Last night at 5, NPR announced that the unemployment rate rose from 8.22 to 8.25%. Note that this went out over the airwaves; their print site does not document this.
I have never heard of such a thing.
I am starting my 24th year as a professional macroeconomist. Before that I was tuned into macroeconomic issues for at least 10 years.
And not once, ever, have I heard a mainstream news organization carry the unemployment rate to the hundredths position. Never!
Of course, I have heard academic macroeconomists carry out the unemployment rate that far. We have the data, and running the calculation is easy. In fact, that’s the source of the number: Alan Krueger, the White House economist.

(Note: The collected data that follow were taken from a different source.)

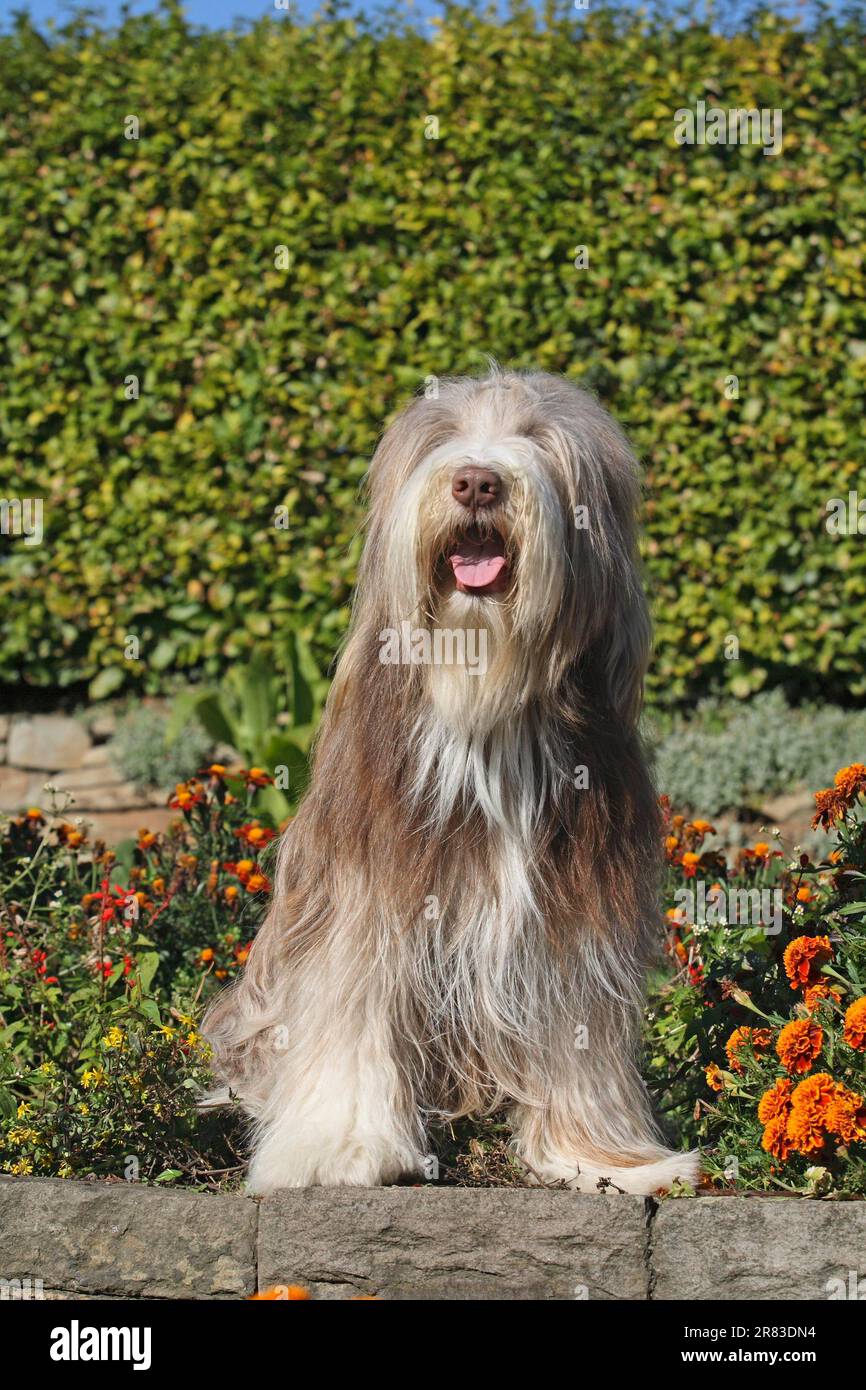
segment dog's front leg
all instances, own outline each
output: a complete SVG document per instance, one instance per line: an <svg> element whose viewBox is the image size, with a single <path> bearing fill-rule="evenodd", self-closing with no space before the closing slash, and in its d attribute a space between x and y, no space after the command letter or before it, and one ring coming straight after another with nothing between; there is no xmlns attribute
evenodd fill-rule
<svg viewBox="0 0 866 1390"><path fill-rule="evenodd" d="M311 987L312 987L312 982ZM375 1187L422 1170L424 1131L387 1011L319 997L273 1030L271 1087L256 1117L248 1185ZM381 1005L381 1001L379 1001Z"/></svg>

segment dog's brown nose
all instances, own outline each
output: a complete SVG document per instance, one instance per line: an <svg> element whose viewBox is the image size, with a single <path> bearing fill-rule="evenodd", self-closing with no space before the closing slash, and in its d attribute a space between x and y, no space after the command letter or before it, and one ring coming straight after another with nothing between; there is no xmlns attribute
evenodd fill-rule
<svg viewBox="0 0 866 1390"><path fill-rule="evenodd" d="M459 468L451 480L451 496L464 507L489 507L499 496L499 478L490 468Z"/></svg>

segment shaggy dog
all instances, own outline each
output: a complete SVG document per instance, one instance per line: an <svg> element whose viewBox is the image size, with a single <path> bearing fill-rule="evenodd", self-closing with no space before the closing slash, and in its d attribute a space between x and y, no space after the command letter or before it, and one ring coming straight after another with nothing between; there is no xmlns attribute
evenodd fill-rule
<svg viewBox="0 0 866 1390"><path fill-rule="evenodd" d="M311 784L205 1024L250 1188L393 1182L428 1118L503 1106L531 1181L694 1181L637 1065L660 835L626 439L494 370L413 401L370 494Z"/></svg>

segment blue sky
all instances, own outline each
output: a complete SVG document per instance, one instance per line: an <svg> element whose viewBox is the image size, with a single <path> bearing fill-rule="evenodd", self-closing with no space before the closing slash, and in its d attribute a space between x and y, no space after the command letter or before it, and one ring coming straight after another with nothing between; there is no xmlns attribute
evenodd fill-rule
<svg viewBox="0 0 866 1390"><path fill-rule="evenodd" d="M296 12L304 17L309 17L319 9L319 0L292 0ZM589 0L592 5L592 0ZM775 0L768 6L777 12L785 14L807 13L811 6L803 3L803 0ZM63 21L68 18L70 12L76 8L68 0L2 0L4 18L8 23L8 16L13 9L26 9L30 12L37 25L41 28L48 19ZM109 21L116 21L120 16L120 0L93 0L88 8L100 10ZM133 14L143 14L149 10L157 8L157 0L129 0L128 8ZM229 26L236 18L255 20L262 15L273 15L274 0L185 0L183 5L187 18L191 23L203 25L207 28L221 28ZM376 0L349 0L349 9L353 12L366 10L367 12L378 8ZM418 16L423 22L425 18L441 13L442 6L438 0L397 0L397 8L405 11L407 15ZM693 10L702 8L700 5L690 6ZM737 0L719 0L714 6L715 13L728 27L731 18L737 11L745 11L749 8L747 3L737 3ZM838 9L838 3L829 4L828 8ZM4 25L5 27L5 25Z"/></svg>

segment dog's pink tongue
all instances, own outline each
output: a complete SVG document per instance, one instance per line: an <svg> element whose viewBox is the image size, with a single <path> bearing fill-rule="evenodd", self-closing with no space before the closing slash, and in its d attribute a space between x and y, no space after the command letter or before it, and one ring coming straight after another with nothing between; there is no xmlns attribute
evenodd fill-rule
<svg viewBox="0 0 866 1390"><path fill-rule="evenodd" d="M463 541L460 549L449 555L448 562L467 589L486 588L505 569L505 556L495 540Z"/></svg>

But, does being able to do something mean that you should do it? Academics tend to know better than to make claims at this level of fineness.

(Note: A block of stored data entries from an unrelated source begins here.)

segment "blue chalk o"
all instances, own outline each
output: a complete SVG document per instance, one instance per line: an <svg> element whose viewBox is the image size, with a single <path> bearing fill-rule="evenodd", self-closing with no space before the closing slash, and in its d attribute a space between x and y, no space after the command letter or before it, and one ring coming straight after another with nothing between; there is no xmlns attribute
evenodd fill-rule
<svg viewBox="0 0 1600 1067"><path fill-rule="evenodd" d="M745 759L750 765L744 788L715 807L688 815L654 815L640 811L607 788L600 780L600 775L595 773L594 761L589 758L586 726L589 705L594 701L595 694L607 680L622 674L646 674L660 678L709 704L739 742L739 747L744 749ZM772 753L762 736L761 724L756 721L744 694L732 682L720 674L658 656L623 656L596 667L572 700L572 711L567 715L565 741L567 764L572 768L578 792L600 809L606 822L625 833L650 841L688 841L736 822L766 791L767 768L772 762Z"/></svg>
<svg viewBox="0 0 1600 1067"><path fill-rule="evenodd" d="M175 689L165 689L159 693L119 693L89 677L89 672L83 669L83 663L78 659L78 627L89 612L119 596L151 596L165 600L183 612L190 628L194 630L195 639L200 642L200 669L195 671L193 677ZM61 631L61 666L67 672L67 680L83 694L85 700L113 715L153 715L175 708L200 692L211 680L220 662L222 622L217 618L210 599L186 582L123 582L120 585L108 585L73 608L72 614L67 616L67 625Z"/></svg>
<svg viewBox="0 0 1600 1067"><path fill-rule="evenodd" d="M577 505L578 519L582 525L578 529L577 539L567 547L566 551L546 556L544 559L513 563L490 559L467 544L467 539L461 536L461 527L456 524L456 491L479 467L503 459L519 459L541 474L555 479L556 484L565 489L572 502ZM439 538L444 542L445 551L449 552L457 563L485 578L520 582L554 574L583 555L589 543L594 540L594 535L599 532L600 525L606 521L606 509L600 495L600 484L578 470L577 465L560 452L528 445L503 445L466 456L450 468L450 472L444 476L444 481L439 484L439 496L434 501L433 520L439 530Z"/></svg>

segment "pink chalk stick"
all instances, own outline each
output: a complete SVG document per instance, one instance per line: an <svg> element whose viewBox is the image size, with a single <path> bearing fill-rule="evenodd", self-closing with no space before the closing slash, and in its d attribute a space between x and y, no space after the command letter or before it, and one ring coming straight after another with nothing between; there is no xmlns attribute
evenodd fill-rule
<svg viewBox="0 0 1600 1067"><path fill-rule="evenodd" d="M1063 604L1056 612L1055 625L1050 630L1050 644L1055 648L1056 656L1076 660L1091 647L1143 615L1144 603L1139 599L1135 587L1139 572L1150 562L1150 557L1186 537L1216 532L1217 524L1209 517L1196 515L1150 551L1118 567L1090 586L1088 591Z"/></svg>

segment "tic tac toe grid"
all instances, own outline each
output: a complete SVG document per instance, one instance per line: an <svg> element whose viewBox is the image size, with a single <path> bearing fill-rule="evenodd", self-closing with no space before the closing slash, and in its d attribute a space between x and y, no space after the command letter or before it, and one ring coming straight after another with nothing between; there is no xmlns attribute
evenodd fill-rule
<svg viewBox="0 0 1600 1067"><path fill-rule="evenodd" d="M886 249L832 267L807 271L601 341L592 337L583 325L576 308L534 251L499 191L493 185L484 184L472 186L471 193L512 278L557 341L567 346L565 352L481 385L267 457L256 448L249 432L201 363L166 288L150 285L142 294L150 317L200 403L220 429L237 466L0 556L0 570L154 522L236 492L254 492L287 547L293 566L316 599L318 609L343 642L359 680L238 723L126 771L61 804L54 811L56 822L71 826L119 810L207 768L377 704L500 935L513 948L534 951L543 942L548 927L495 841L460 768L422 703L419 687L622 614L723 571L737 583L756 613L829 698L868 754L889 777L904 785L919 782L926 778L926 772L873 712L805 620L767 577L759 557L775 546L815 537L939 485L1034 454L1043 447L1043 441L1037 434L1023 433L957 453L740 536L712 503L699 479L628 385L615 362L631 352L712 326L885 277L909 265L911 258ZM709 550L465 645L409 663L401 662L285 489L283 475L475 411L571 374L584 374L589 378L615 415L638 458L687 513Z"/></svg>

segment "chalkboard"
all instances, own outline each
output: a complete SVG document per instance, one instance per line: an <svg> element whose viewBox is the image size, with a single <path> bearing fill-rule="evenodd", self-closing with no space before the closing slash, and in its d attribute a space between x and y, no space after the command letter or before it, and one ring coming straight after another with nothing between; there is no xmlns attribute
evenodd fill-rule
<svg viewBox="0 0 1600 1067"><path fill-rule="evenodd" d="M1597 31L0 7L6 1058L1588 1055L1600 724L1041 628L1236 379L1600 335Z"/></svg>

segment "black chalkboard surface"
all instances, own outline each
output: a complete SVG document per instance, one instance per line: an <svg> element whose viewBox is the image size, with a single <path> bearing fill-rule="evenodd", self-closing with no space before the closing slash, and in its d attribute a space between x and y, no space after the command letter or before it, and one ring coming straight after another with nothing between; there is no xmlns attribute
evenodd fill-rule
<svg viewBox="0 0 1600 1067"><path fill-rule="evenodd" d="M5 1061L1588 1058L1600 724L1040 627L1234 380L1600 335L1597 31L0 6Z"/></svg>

So why now? My guess is because the “rounded” values would be 8.2% and 8.3%, which sounds like a much bigger change, and might decrease Obama’s reelection chances.
Even so, 8.2% and 8.3% are the official unemployment rates. Officially, this number is not carried to the hundredths.
To even get the number to the hundredths spot, you need to dig a bit, and get the actual number of unemployed, and the number in the labor force, and do the division yourself.
Of course, the BLS is not full of stupid Republicans. Instead, they don’t do this for a reason. After the seasonal adjustment process used before those numbers are released, the hundredth digit is not considered accurate enough to announce.
There’s a more practical reason as well. You and I can’t feel a 0.1% change, much less a 0.03% change. I’ve told macroeconomics students for a decade or two that our tolerance for what we can feel is about 0.5% up or down.
To me, as a pretty decent economist, that suggests that we shouldn’t even be worried about the change that did take place. But the Obama administration has to worry about it, because they don’t have any better news to crow about.